MOCVD Growth and Transport Investigation of Two-Dimensional Electron Gas in AlGaN/GaN Heterostructures on Sapphire Substrates

Abstract

High quality AlGaN/GaN nominally undoped single heterostuctures (SH) with different Al contents have been fabricated on sapphire substrates. Magnetotransport investigations are performed on these samples at low temperature in a magnetic field up to 10 T. The existence of a two-dimensional electron gas (2DEG) at the AlGaN/GaN interface is confirmed by the observation of Shubnikov-de Hass oscillations in the magnetic field below 3 T and the integer quantum Hall effect.
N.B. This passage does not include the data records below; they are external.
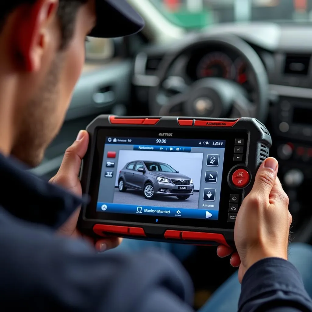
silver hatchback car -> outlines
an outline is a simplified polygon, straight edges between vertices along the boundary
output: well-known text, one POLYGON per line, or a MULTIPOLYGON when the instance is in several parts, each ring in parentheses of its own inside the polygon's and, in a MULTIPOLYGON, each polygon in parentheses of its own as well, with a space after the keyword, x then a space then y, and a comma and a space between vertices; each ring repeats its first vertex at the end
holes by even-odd
POLYGON ((187 199, 194 193, 193 180, 166 163, 150 160, 128 163, 120 170, 118 188, 143 191, 145 198, 152 199, 155 195, 176 196, 187 199))

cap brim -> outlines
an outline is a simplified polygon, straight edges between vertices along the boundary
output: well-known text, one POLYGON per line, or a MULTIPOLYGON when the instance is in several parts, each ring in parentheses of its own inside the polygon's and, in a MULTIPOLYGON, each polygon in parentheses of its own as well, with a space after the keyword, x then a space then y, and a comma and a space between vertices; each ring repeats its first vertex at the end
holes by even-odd
POLYGON ((114 38, 136 33, 144 27, 141 16, 126 0, 96 0, 96 24, 90 37, 114 38))

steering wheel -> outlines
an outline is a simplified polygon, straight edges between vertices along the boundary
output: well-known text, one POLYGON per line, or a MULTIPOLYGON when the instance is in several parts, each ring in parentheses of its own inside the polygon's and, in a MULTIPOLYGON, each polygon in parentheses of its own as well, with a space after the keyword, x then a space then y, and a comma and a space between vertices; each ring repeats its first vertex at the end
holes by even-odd
MULTIPOLYGON (((246 42, 230 34, 200 36, 194 41, 183 44, 173 52, 165 56, 156 74, 158 85, 150 91, 150 110, 152 115, 176 115, 214 118, 252 117, 264 122, 268 112, 268 79, 260 57, 246 42), (182 77, 169 76, 168 72, 180 56, 203 46, 218 46, 238 54, 247 64, 253 75, 254 96, 247 98, 247 91, 238 83, 225 78, 210 77, 197 80, 188 85, 182 77), (174 78, 177 94, 165 95, 164 86, 174 78), (177 82, 178 83, 177 83, 177 82), (177 108, 180 108, 179 109, 177 108), (182 108, 182 110, 181 109, 182 108)), ((174 85, 174 81, 171 81, 174 85)))

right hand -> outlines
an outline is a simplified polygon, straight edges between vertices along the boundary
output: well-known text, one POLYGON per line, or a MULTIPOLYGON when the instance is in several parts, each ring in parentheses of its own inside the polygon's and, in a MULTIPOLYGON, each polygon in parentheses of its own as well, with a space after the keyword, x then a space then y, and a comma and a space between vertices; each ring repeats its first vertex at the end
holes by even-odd
MULTIPOLYGON (((288 198, 277 177, 278 167, 277 161, 272 158, 261 165, 236 217, 234 239, 239 258, 234 254, 231 261, 233 266, 240 261, 241 282, 247 270, 259 260, 268 257, 287 260, 292 219, 288 209, 288 198)), ((232 252, 220 246, 217 252, 224 256, 232 252)))

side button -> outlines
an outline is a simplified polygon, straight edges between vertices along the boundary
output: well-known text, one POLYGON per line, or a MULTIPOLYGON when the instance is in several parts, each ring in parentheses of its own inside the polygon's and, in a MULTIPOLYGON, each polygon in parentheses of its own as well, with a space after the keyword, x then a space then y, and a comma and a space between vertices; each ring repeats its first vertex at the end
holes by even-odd
POLYGON ((243 155, 241 154, 234 154, 233 160, 234 161, 242 161, 243 155))
POLYGON ((231 194, 230 195, 230 202, 237 203, 239 198, 239 195, 238 194, 231 194))
POLYGON ((167 230, 164 235, 165 238, 173 238, 175 239, 181 239, 181 231, 175 231, 172 230, 167 230))
POLYGON ((237 212, 238 210, 238 205, 237 204, 230 204, 229 205, 229 212, 237 212))
POLYGON ((105 225, 95 224, 93 227, 93 232, 100 236, 105 236, 103 232, 115 233, 116 234, 129 234, 129 228, 117 225, 105 225))
POLYGON ((135 236, 146 236, 144 230, 141 227, 129 227, 129 232, 130 235, 135 236))
POLYGON ((237 215, 237 213, 229 213, 227 216, 227 222, 235 222, 236 220, 237 215))
POLYGON ((206 241, 214 241, 218 244, 228 246, 224 236, 222 234, 207 233, 199 232, 182 231, 182 239, 186 240, 206 241))
POLYGON ((179 119, 178 121, 180 126, 193 126, 193 119, 179 119))

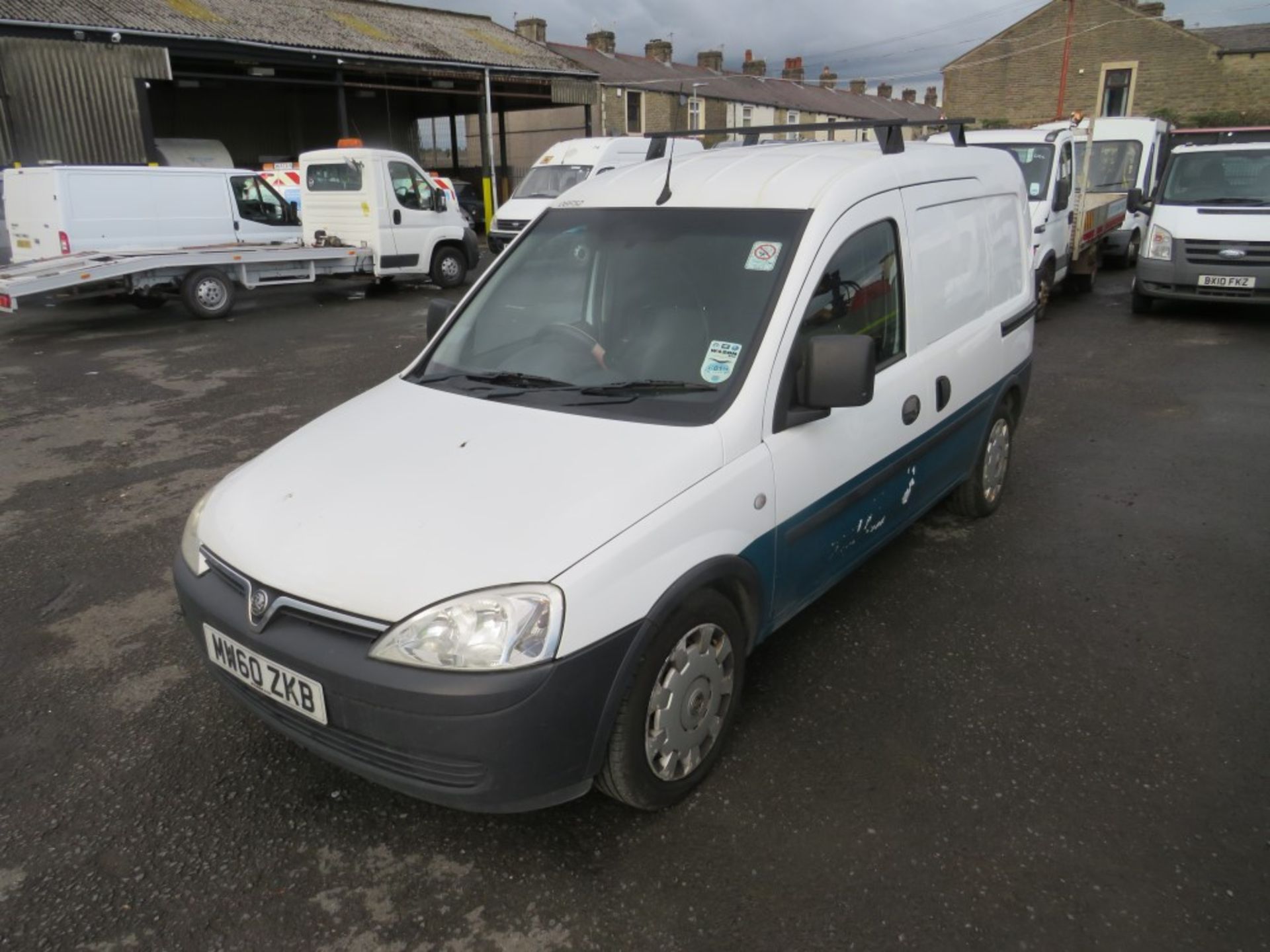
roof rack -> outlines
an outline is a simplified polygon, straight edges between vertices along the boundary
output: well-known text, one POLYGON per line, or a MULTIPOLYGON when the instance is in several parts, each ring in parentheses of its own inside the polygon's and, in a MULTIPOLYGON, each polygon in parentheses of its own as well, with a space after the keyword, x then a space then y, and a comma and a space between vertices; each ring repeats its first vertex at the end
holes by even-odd
POLYGON ((974 119, 860 119, 852 122, 804 122, 787 126, 728 126, 716 129, 674 129, 672 132, 645 132, 645 138, 667 140, 681 136, 740 136, 742 145, 758 145, 758 137, 776 132, 829 132, 871 129, 878 136, 883 155, 897 155, 904 151, 906 127, 946 126, 952 133, 952 145, 965 145, 965 127, 974 119))

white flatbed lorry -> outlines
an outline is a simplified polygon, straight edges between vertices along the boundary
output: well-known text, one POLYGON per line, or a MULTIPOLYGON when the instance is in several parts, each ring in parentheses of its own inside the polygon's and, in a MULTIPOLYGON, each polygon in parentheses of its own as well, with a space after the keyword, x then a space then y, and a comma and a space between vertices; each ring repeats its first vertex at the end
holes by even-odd
POLYGON ((177 292, 196 317, 224 317, 237 288, 396 274, 455 287, 475 267, 475 234, 408 156, 329 149, 302 155, 301 168, 304 244, 80 251, 11 264, 0 268, 0 312, 105 294, 147 307, 177 292))

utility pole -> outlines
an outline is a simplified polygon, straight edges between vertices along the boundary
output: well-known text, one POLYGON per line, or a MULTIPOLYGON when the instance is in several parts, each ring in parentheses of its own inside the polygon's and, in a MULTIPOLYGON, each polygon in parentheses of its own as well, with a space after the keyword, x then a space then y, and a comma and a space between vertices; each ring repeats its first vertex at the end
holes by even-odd
POLYGON ((1055 119, 1066 119, 1067 109, 1067 71, 1072 65, 1072 27, 1076 23, 1076 0, 1067 0, 1067 38, 1063 41, 1063 72, 1058 77, 1058 114, 1055 119))

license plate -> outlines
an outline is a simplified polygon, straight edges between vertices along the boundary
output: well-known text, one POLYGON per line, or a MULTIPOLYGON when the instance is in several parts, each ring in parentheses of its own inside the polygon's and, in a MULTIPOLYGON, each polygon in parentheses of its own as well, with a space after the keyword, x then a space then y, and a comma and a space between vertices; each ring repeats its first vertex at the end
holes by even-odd
POLYGON ((326 724, 326 701, 321 693, 321 684, 296 674, 290 668, 274 664, 249 647, 243 647, 211 625, 203 626, 203 637, 207 640, 207 656, 213 664, 224 668, 253 691, 272 697, 279 704, 286 704, 318 724, 326 724))
POLYGON ((1255 288, 1256 278, 1232 278, 1226 274, 1200 274, 1199 286, 1201 288, 1255 288))

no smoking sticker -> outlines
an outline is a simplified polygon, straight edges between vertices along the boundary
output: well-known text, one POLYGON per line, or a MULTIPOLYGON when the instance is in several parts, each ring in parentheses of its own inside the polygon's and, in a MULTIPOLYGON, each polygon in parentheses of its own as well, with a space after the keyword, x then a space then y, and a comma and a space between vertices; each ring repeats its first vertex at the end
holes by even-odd
POLYGON ((749 258, 745 259, 747 272, 770 272, 776 267, 776 259, 781 255, 780 241, 756 241, 749 249, 749 258))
In particular, the Al0.18Ga0.82N/GaN SH shows a Hall mobility of 10300 cm2/Vs at 1.5 K, which to our knowledge is the highest carrier mobility on sapphire substrates grown by MOCVD. The mobility and carrier sheet density are enhanced by increasing Al composition. Based on the piezoelectric field effect, the Al composition dependence of 2DEG sheet density is calculated, which agrees well with the experimental result. This paper also investigates the effect of doping in the AlGaN layer on the properties of 2DEG. When the AlGaN layer is doped, the situation is changed. In the case of lightly doping in the AlGaN layer, the 2DEG cannot be observed. When the doping level in the AlGaN layer is increased, the 2DEG is demonstrated again together with an enhancement in the electron mobility. These behaviors are attributed to the strain-induced piezoelectric effect and silicon doping-induced screening effect. This result should be highly emphasized in designing GaN-based electrical devices.